On claims that epidurals can threaten the mother-child bond, Ms Basu questions how a father can bond with his child if that were the case.
Had it not been for an emergency casesarean my daughter and I would probably have died. My other two babies were also born by casearean and I find the idea that I loved them any more slowly or less because of that offensive.
Being dead would definitely interfere with the bonding process. Suffering intense, unrelieved pain might be more likely to interfere with your ability to bond at least as much if not more than pain relief too.
We can be thankful that maternity services have moved on from the days when women were told to lie back with their feet in stirrups, do what the doctor told them and drugged to the eyebalss while doing it.

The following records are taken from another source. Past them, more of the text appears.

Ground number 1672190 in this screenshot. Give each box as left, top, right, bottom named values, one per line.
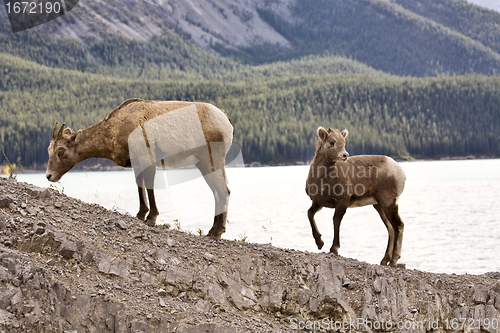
left=5, top=1, right=61, bottom=14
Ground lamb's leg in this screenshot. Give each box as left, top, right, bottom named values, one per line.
left=307, top=202, right=325, bottom=250
left=389, top=203, right=405, bottom=267
left=330, top=202, right=347, bottom=254
left=373, top=204, right=394, bottom=266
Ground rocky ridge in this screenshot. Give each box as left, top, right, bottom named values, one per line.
left=0, top=178, right=500, bottom=332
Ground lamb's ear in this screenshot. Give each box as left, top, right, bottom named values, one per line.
left=318, top=126, right=328, bottom=141
left=70, top=130, right=82, bottom=145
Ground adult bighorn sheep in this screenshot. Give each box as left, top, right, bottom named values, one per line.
left=306, top=127, right=405, bottom=266
left=46, top=99, right=233, bottom=238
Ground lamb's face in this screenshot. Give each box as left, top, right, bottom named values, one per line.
left=45, top=123, right=81, bottom=182
left=318, top=127, right=349, bottom=162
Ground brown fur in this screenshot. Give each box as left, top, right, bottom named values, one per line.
left=306, top=127, right=405, bottom=266
left=47, top=98, right=233, bottom=238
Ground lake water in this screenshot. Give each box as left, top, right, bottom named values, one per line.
left=10, top=159, right=500, bottom=274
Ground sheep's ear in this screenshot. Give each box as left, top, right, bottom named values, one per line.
left=318, top=126, right=328, bottom=141
left=70, top=130, right=82, bottom=145
left=74, top=130, right=82, bottom=144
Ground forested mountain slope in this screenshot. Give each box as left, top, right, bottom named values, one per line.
left=0, top=0, right=500, bottom=166
left=0, top=55, right=500, bottom=166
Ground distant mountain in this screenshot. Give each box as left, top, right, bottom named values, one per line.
left=468, top=0, right=500, bottom=12
left=0, top=0, right=500, bottom=78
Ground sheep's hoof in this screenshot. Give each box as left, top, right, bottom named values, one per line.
left=144, top=219, right=156, bottom=227
left=330, top=246, right=339, bottom=256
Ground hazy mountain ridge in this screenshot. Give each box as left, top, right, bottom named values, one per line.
left=0, top=0, right=500, bottom=76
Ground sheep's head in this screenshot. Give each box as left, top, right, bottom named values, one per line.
left=316, top=127, right=349, bottom=162
left=45, top=121, right=81, bottom=182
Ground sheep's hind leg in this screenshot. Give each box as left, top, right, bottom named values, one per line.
left=196, top=161, right=231, bottom=238
left=373, top=204, right=394, bottom=266
left=134, top=169, right=149, bottom=221
left=389, top=203, right=405, bottom=267
left=136, top=186, right=149, bottom=221
left=330, top=203, right=347, bottom=254
left=307, top=202, right=325, bottom=250
left=143, top=165, right=160, bottom=226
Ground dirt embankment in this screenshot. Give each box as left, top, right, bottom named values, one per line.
left=0, top=178, right=500, bottom=333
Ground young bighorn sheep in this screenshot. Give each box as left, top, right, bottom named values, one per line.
left=46, top=99, right=233, bottom=238
left=306, top=127, right=405, bottom=266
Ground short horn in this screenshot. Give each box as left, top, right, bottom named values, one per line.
left=52, top=121, right=59, bottom=140
left=57, top=123, right=66, bottom=140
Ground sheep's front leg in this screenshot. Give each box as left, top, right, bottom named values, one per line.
left=307, top=202, right=325, bottom=250
left=330, top=204, right=347, bottom=254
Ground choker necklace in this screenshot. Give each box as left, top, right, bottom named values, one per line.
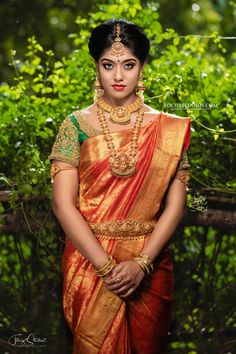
left=98, top=106, right=144, bottom=178
left=97, top=96, right=143, bottom=124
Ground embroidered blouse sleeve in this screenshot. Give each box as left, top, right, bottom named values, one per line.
left=48, top=117, right=80, bottom=167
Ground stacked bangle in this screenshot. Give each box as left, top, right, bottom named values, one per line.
left=133, top=253, right=153, bottom=275
left=95, top=256, right=116, bottom=278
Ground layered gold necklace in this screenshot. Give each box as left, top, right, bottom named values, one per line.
left=98, top=105, right=144, bottom=178
left=97, top=96, right=142, bottom=124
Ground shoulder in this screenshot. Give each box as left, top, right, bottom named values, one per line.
left=162, top=112, right=191, bottom=122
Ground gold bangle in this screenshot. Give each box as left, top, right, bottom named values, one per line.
left=50, top=163, right=77, bottom=183
left=94, top=255, right=116, bottom=278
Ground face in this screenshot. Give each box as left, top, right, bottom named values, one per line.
left=96, top=47, right=143, bottom=103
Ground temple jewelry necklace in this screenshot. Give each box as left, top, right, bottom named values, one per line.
left=97, top=96, right=143, bottom=125
left=98, top=106, right=144, bottom=178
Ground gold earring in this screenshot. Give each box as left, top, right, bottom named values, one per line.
left=135, top=74, right=145, bottom=102
left=93, top=76, right=104, bottom=103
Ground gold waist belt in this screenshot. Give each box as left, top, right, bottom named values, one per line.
left=88, top=220, right=156, bottom=238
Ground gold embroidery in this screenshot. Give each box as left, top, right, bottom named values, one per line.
left=73, top=111, right=102, bottom=137
left=48, top=117, right=80, bottom=167
left=88, top=220, right=156, bottom=239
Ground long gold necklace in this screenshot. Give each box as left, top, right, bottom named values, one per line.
left=97, top=96, right=142, bottom=124
left=98, top=106, right=144, bottom=178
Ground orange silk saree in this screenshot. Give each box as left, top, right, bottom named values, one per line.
left=62, top=113, right=190, bottom=354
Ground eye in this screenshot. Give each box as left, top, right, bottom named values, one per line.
left=125, top=63, right=135, bottom=70
left=103, top=63, right=113, bottom=70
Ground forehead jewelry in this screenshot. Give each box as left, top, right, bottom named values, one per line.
left=111, top=23, right=125, bottom=57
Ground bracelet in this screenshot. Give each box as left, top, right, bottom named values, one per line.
left=95, top=255, right=116, bottom=278
left=133, top=253, right=153, bottom=275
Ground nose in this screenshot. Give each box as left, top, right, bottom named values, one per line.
left=115, top=65, right=124, bottom=82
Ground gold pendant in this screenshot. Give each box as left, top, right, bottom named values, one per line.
left=110, top=106, right=130, bottom=124
left=111, top=153, right=136, bottom=177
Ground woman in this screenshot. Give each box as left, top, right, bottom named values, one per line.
left=49, top=20, right=190, bottom=354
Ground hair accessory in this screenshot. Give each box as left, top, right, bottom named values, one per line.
left=97, top=96, right=143, bottom=125
left=132, top=253, right=153, bottom=275
left=93, top=76, right=104, bottom=103
left=95, top=255, right=116, bottom=278
left=98, top=101, right=144, bottom=178
left=111, top=23, right=125, bottom=57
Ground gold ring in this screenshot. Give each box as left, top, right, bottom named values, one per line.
left=116, top=277, right=122, bottom=283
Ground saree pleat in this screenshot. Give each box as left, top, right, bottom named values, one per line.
left=62, top=113, right=189, bottom=354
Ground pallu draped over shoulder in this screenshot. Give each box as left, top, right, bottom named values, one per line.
left=49, top=111, right=190, bottom=354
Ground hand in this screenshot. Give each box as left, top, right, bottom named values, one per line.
left=104, top=260, right=145, bottom=298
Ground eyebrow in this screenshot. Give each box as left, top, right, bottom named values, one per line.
left=101, top=58, right=137, bottom=63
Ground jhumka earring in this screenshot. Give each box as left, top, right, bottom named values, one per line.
left=135, top=74, right=145, bottom=102
left=93, top=76, right=104, bottom=103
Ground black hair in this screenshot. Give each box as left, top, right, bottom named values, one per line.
left=88, top=19, right=150, bottom=64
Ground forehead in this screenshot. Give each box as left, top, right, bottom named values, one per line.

But suggesting we go back to no pain relief at all is several steps too far.
Every birth is different, every woman has a different ability to manage pain, not all the pains of motherhood come before the birth.
Good ante-natal education and preparation can help women manage labour pains better but telling women they shouldn’t have pain relief at all and making them feel guilty for doing so is taking us back at least a century.
A TV3 news item on the issue is here. It’s worth watching for the expression on the announcer’s face as she points out the expert is a man.

First births are generally the most painful. Successive births get easier. Or so I am led to believe. So a mother’s tendency to bond well with her newborn is diminished with each birth? Or those rare, very lucky types who pop out babies quickly and with relative ease don’t bond well?
I doubt whether this patronising “expert” has ever experienced real pain.
They say men suffering from renal colic from passing kidney stones is an opportunity to give men some insight into the pain of labour.
So I bonded better with the child from the 12 hour labour than the one from the 2 hour labour? Umm don’t think so… What absolute twaddle some of these researchers come up with.
I have tried the gas and air combination they give to UK birthing mothers, and I can heartily recommend it.
Who knows, the state of euphoria it induced may well have helped me bond with my child, but, then again, the 2 day labour – with pain relief at the end – did not endear me to the little fellow.
If pain relief helps the mother, then it helps the father. Could that mean dad bonds better with pain relief!
Lindsay, they say the same thing don’t they about a certain form of sex!
Only a man could come up with something so stupid. Drugs are all good. Having seen one childbirth that was more than enough for me to conclude drugs should be compulsory (and free) for these poor women having to pop the sprog.